Allo katongkonan besar-besaran dilakukan pada hari Selasa, 10 Juli. Rambu solo untuk almarhum Ne’ Bu’tu makin naik pamor. Tak hanya ramai oleh orang kebanyakan, tapi juga dihadiri oleh golongan bangsawan.

Raja Gowa, Datu Luwu beserta perangkat adatnya, juga wakil dari kerajaan lain hadir dalam acara allo katongkonan. Para tamu agung Sulawesi Selatan ini dijamu di lumbung terbaik yang disediakan oleh pihak keluarga, persis di seberang lakkian. Dalam acara hari ini, tiga ekor kerbau dipotong. Daging-daging kerbau itu diberikan kepada tamu. Sebuah lembaran silsilah raja di Sulawesi Selatan, yang akarnya dari Tana Toraja, juga diperlihatkan.

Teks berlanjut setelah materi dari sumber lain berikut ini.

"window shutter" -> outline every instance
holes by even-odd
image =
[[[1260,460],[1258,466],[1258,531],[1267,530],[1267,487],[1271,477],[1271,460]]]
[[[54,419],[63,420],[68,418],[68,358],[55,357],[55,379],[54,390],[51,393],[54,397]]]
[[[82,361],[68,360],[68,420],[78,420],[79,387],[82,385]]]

Selain para bangsawan Sulawesi Selatan—yang sebetulnya serumpun itu, hadir pula orang-orang lain. Para tamu selain bangsawan itu dijamu di pondok besar megah yang dibuat keluarga almarhum. Masih di dekat lakkian, mereka disuguhi pertunjukan musik bombong (bambu), selain kuda lumping khas Tana Toraja. Seperti hari sebelumnya, beberapa orang Toraja menari beramai-ramai dengan khidmat dalam suatu prosesi yang dikenal sebagai ma’badong.

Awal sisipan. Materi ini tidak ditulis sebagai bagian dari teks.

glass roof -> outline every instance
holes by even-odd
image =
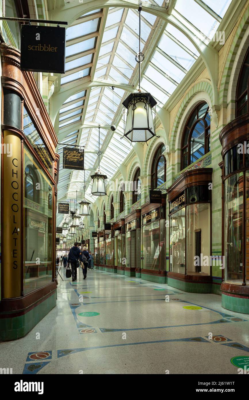
[[[186,7],[186,0],[176,0],[171,12],[207,45],[218,29],[231,1],[187,0]],[[144,2],[166,9],[173,4],[171,0],[144,0]],[[101,22],[105,12],[108,14],[104,26]],[[61,87],[62,89],[65,85],[67,90],[69,88],[70,95],[60,110],[58,137],[63,143],[71,140],[85,146],[86,196],[91,202],[95,198],[91,194],[89,176],[98,166],[98,124],[102,127],[100,148],[105,149],[100,156],[100,168],[109,179],[133,148],[133,144],[127,139],[121,139],[124,120],[122,103],[129,93],[125,86],[122,88],[123,85],[137,87],[135,72],[138,64],[135,56],[139,49],[138,35],[137,10],[115,7],[85,14],[66,30],[66,73],[62,75]],[[141,88],[150,92],[156,100],[158,111],[199,54],[178,29],[143,10],[141,47],[145,56],[141,64]],[[88,76],[94,84],[82,91],[81,78]],[[95,87],[95,81],[99,82],[100,80],[103,84]],[[126,110],[125,119],[125,113]],[[107,128],[112,124],[117,127],[114,132]],[[62,154],[62,147],[58,149]],[[60,169],[60,184],[61,176],[58,199],[72,196],[76,190],[82,192],[83,171]]]

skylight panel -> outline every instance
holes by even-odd
[[[125,23],[132,30],[139,34],[139,18],[138,11],[133,11],[129,8],[125,18]],[[151,32],[151,28],[141,20],[141,38],[146,42]]]
[[[110,53],[110,52],[111,52],[113,48],[114,44],[114,43],[113,42],[109,43],[109,44],[106,44],[104,46],[101,46],[99,54],[99,57],[101,57],[101,56],[104,56],[104,54],[107,54],[107,53]]]
[[[158,99],[163,104],[164,104],[169,98],[167,94],[153,85],[145,78],[143,78],[141,81],[141,86],[150,93],[153,97]]]
[[[66,30],[66,40],[70,40],[76,38],[79,38],[84,35],[88,35],[93,32],[96,32],[98,28],[99,18],[87,21],[78,24],[73,26],[70,26]]]
[[[158,47],[186,70],[189,70],[195,60],[166,35],[163,35]]]
[[[181,70],[156,50],[152,57],[151,62],[178,83],[185,76]]]
[[[117,11],[114,11],[113,12],[109,12],[106,18],[106,28],[110,26],[111,25],[114,25],[115,24],[118,24],[121,20],[124,8],[121,10],[118,10]]]
[[[205,36],[211,39],[219,24],[218,21],[194,0],[177,0],[175,9]]]
[[[74,68],[78,68],[78,67],[88,64],[92,62],[92,54],[89,54],[87,56],[84,56],[84,57],[80,57],[79,58],[74,60],[72,61],[66,62],[65,70],[68,71],[69,70],[72,70]]]
[[[64,76],[61,79],[61,84],[63,85],[64,83],[67,83],[68,82],[71,82],[72,80],[80,79],[81,78],[87,76],[88,75],[89,75],[90,71],[90,68],[86,68],[82,71],[79,71],[78,72],[74,72],[74,74],[71,74],[70,75],[68,75],[67,76]]]
[[[113,28],[112,29],[108,29],[104,32],[103,35],[102,43],[104,43],[108,40],[110,40],[112,39],[114,39],[117,36],[117,33],[118,30],[118,26]]]
[[[232,0],[204,0],[204,2],[223,18]]]
[[[80,106],[82,106],[83,107],[83,101],[82,100],[81,101],[78,101],[77,103],[74,103],[73,104],[71,104],[71,106],[68,106],[67,107],[64,107],[64,108],[61,108],[60,110],[60,114],[61,114],[62,112],[66,112],[66,111],[69,111],[69,110],[77,108],[77,107],[80,107]]]
[[[66,56],[68,57],[74,54],[78,54],[86,50],[90,50],[94,47],[95,38],[92,38],[87,40],[83,40],[79,43],[72,44],[66,48]]]
[[[78,93],[76,93],[76,94],[73,94],[70,97],[69,97],[68,99],[67,99],[66,101],[63,104],[66,104],[67,103],[69,103],[69,102],[73,101],[73,100],[76,100],[81,97],[83,97],[85,94],[86,91],[83,90],[83,92],[80,92]]]

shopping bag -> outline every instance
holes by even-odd
[[[67,269],[66,271],[66,278],[71,278],[72,276],[72,272],[71,270],[70,267],[68,264],[68,266],[67,267]]]

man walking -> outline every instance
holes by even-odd
[[[71,263],[72,269],[72,281],[74,282],[77,278],[77,266],[78,265],[78,260],[80,258],[83,262],[82,253],[79,248],[78,243],[76,242],[74,246],[71,247],[69,250],[68,262]]]

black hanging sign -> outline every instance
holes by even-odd
[[[66,28],[22,25],[21,69],[65,73]]]
[[[161,203],[162,202],[161,190],[149,191],[149,202]]]
[[[75,147],[64,147],[63,168],[69,170],[84,170],[84,150]]]
[[[69,214],[69,203],[58,203],[58,214]]]

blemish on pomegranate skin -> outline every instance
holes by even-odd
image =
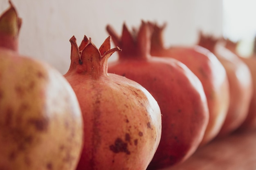
[[[44,75],[43,73],[40,71],[38,71],[38,72],[37,72],[37,77],[40,78],[45,78],[45,75]]]
[[[36,129],[39,131],[46,131],[49,125],[49,120],[47,119],[31,118],[28,123],[34,125]]]
[[[109,146],[109,148],[114,153],[125,152],[127,155],[130,154],[130,152],[127,148],[127,143],[124,142],[121,139],[118,138],[115,141],[115,144]]]
[[[135,139],[134,142],[134,145],[137,146],[137,145],[138,144],[138,139]]]
[[[20,97],[22,97],[25,94],[25,90],[20,86],[16,86],[15,90],[17,95]]]
[[[130,141],[131,137],[129,133],[126,133],[125,140],[126,141]]]
[[[148,123],[147,124],[147,126],[148,126],[148,128],[149,128],[150,129],[151,129],[151,125],[150,124],[150,122],[148,122]]]

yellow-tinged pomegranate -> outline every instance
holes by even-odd
[[[227,117],[218,135],[222,137],[238,128],[248,114],[253,95],[253,79],[248,66],[230,50],[211,35],[199,35],[198,44],[207,48],[217,57],[227,73],[230,102]]]
[[[198,78],[184,64],[168,57],[150,55],[150,31],[142,21],[131,33],[124,24],[119,36],[110,25],[107,30],[122,51],[108,71],[138,82],[157,101],[162,115],[159,146],[147,170],[184,161],[201,142],[209,119],[205,94]]]
[[[79,47],[70,39],[71,63],[65,76],[79,101],[84,147],[77,170],[146,170],[159,144],[159,106],[137,83],[108,73],[108,37],[98,49],[85,36]]]
[[[51,66],[17,51],[21,20],[0,17],[0,169],[75,169],[83,124],[75,94]]]
[[[247,117],[240,127],[240,130],[248,130],[256,128],[256,55],[253,53],[249,57],[241,56],[237,51],[238,42],[233,42],[229,40],[221,39],[224,47],[238,56],[247,65],[252,75],[253,84],[252,97],[250,102],[250,106]]]

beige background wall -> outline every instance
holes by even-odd
[[[12,0],[22,18],[20,53],[50,63],[62,73],[69,68],[70,38],[80,44],[83,35],[98,47],[108,36],[110,24],[118,33],[125,22],[129,28],[141,20],[167,22],[166,46],[190,45],[198,31],[220,35],[222,31],[222,0]],[[0,0],[0,11],[9,7]],[[116,60],[114,55],[110,60]]]

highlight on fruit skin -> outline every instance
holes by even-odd
[[[216,137],[227,114],[230,99],[225,68],[210,50],[198,45],[173,45],[165,47],[163,31],[166,24],[149,23],[153,31],[150,53],[158,57],[175,58],[185,64],[199,78],[207,98],[209,119],[200,145]]]
[[[110,40],[98,49],[85,35],[79,47],[70,39],[70,66],[64,76],[79,101],[85,137],[76,170],[145,170],[160,141],[161,111],[140,84],[108,73],[108,59],[121,50],[111,49]]]
[[[109,62],[109,73],[139,83],[161,109],[161,139],[147,169],[184,161],[202,141],[208,122],[209,110],[201,82],[177,60],[150,55],[151,33],[146,22],[142,21],[139,29],[131,31],[124,23],[120,35],[110,25],[106,29],[115,45],[122,49],[117,61]]]
[[[83,124],[70,84],[47,63],[18,51],[21,20],[0,16],[0,169],[75,169]]]
[[[248,115],[253,93],[252,74],[245,63],[223,46],[219,38],[201,31],[198,44],[213,53],[227,73],[230,100],[227,117],[218,134],[223,137],[238,128]]]

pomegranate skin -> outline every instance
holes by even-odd
[[[110,40],[98,50],[86,36],[79,49],[70,40],[71,64],[64,76],[79,102],[85,137],[76,169],[145,170],[161,137],[160,108],[137,83],[108,73],[107,59],[120,50],[110,50]]]
[[[0,17],[0,169],[74,170],[83,137],[77,99],[56,70],[18,53],[21,20],[10,4]]]
[[[247,65],[251,75],[253,84],[252,97],[249,104],[248,114],[245,120],[239,128],[239,130],[248,130],[256,128],[256,56],[253,54],[251,56],[245,57],[241,56],[237,51],[237,42],[233,42],[229,40],[222,39],[220,40],[224,46],[236,54]],[[224,41],[224,43],[223,43]]]
[[[227,117],[218,134],[220,137],[225,136],[238,129],[248,115],[253,94],[252,75],[245,63],[220,44],[218,39],[200,33],[198,44],[212,51],[227,73],[230,100]]]
[[[201,82],[177,60],[150,55],[146,23],[142,22],[135,40],[129,35],[125,24],[120,38],[110,26],[107,28],[116,45],[122,49],[119,59],[109,63],[108,72],[142,85],[157,101],[161,110],[161,139],[147,169],[163,168],[184,161],[198,147],[209,120]]]
[[[199,79],[206,95],[209,119],[200,144],[209,142],[219,132],[229,104],[229,83],[225,70],[216,57],[201,46],[173,46],[166,48],[163,33],[166,24],[159,26],[150,23],[153,33],[150,53],[158,57],[169,57],[186,65]]]

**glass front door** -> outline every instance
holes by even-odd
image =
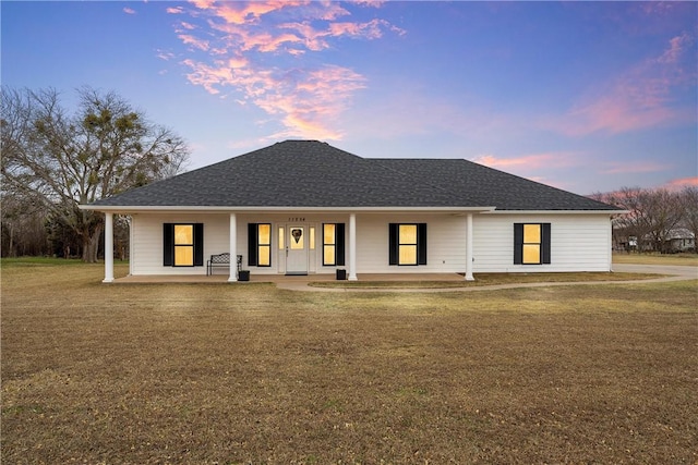
[[[286,274],[308,274],[308,228],[286,227]]]

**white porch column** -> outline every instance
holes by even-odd
[[[113,213],[105,213],[105,279],[113,282]]]
[[[238,281],[238,218],[230,213],[230,277],[228,282]]]
[[[349,215],[349,281],[357,278],[357,213]]]
[[[474,281],[472,277],[472,213],[466,220],[466,281]]]

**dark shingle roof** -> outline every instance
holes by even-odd
[[[92,206],[615,209],[466,160],[364,159],[315,140],[277,143]]]

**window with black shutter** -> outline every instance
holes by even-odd
[[[163,266],[204,266],[204,224],[163,224]]]
[[[345,223],[323,223],[323,266],[345,265]]]
[[[514,223],[514,265],[549,265],[550,249],[550,223]]]
[[[426,223],[390,223],[388,242],[389,265],[426,265]]]
[[[272,224],[248,223],[248,265],[272,266]]]

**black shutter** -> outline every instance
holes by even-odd
[[[204,266],[204,223],[194,223],[194,266]]]
[[[426,223],[417,224],[417,265],[426,265]]]
[[[163,224],[163,266],[171,267],[174,264],[174,224]]]
[[[524,223],[514,223],[514,265],[524,264]]]
[[[398,232],[399,227],[397,223],[390,223],[388,225],[388,265],[397,265],[398,256]]]
[[[257,266],[257,223],[248,223],[248,266]]]
[[[345,223],[335,224],[335,265],[345,266]]]
[[[550,264],[550,223],[543,223],[541,227],[541,262]]]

“Ma’badong adalah melagukan badong dalam gerak khas […] himne itu tak lain ialah pengagungan si mati. Di dalamnya diceritakan asal-usulnya dari Langit, masa kanak-kanaknya yang penuh bahagia, amal kebaikannya, semua hal yang terpuji,” tulis Theodorus Kobong dalam Injil dan Tongkonan: Inkarnasi, Kontekstualisasi, Transformasi (2008: 52).

Pada hari Rabu, rangkaian acara masih ada. Pada hari ini diadakan pemotongan kerbau-kerbau yang sudah disediakan keluarga—disebut mantunu. Setidaknya ada 23 ekor yang dikurbankan pada hari ini. Pada hari-hari sebelumnya terdapat sekitar 9 ekor yang sudah disembelih. Pemotongan dilakukan di depan tongkonan keluarga almarhum Ne’ Bu’tu.

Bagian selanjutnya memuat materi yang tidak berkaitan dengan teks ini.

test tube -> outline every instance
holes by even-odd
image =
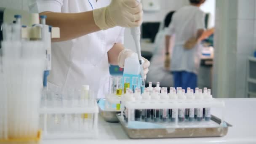
[[[209,96],[210,97],[211,96],[211,89],[208,89],[207,90],[207,96]],[[210,121],[211,117],[211,108],[206,107],[205,108],[205,121]]]
[[[198,94],[200,99],[203,99],[203,93],[201,89],[199,90],[199,93]],[[201,121],[203,120],[203,108],[197,108],[197,121]]]
[[[124,78],[124,93],[126,93],[126,88],[130,88],[130,77],[125,77]]]
[[[118,77],[117,78],[117,93],[116,95],[120,96],[122,94],[122,77]]]
[[[109,94],[114,93],[115,78],[113,77],[109,77]]]
[[[133,93],[135,93],[135,89],[138,85],[138,77],[133,77],[133,85],[132,89]]]
[[[142,94],[144,93],[144,90],[145,89],[145,85],[146,85],[146,80],[142,77],[141,77],[140,81],[141,82],[141,84],[140,87],[141,90],[141,93]]]
[[[181,95],[179,96],[179,99],[186,99],[185,96],[185,90],[181,90]],[[180,122],[184,122],[185,120],[185,109],[179,109],[179,119]]]

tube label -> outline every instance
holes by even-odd
[[[179,109],[179,117],[185,117],[185,109]]]
[[[206,108],[205,109],[205,117],[211,117],[211,108]]]
[[[195,109],[189,109],[189,117],[195,117]]]

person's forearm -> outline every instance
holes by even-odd
[[[204,31],[200,38],[199,39],[200,40],[203,40],[206,38],[207,38],[210,35],[212,35],[214,32],[215,30],[214,28],[212,28],[210,29],[207,29]]]
[[[204,30],[203,29],[200,29],[197,30],[197,35],[196,35],[196,40],[197,41],[200,40],[200,38],[201,37],[203,34],[204,32]]]
[[[70,40],[100,30],[96,25],[93,11],[80,13],[60,13],[44,12],[46,15],[46,24],[60,29],[60,38],[53,39],[53,42]]]
[[[170,53],[170,40],[171,39],[171,36],[170,35],[165,36],[165,53]]]
[[[115,43],[113,47],[107,52],[109,63],[113,65],[118,65],[118,56],[124,48],[123,44],[119,43]]]

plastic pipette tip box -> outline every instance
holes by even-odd
[[[41,141],[42,136],[41,131],[38,131],[37,136],[33,138],[24,138],[24,139],[0,139],[1,144],[40,144]]]

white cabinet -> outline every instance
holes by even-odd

Kerbau yang dipotong di Tana Toraja biasanya berjalan dalam satu tebasan oleh patinggoro. Beberapa patinggoro terlibat dalam penyembelihan besar-besaran kali ini. Kerbau dipotong satu per satu. Setelah salah satu kaki terikat, barulah patinggoro menebasnya dengan pisau tajam hingga leher kerbau terbuka, jalur napas hilang, dan darah mengalir.

Beberapa kerbau pertama, meski telah tertebas lehernya dan mengeluarkan banyak darah, masih mampu berdiri. Pemotongan kerbau yang tak selalu mudah ini rupanya menjadi hiburan bagi yang menonton.

Seekor kerbau bahkan melarikan diri dari sekitar arena. Usai ditebas, si kerbau masih mampu berdiri. Untuk menghindari bahaya, patinggoro pun melukai kedua kaki belakang kerbau tersebut. Tetap saja si kerbau mampu berjalan. Namun, ada banyak kerbau yang mudah ditebas dan tak lama kemudian jatuh tanpa berlama-lama.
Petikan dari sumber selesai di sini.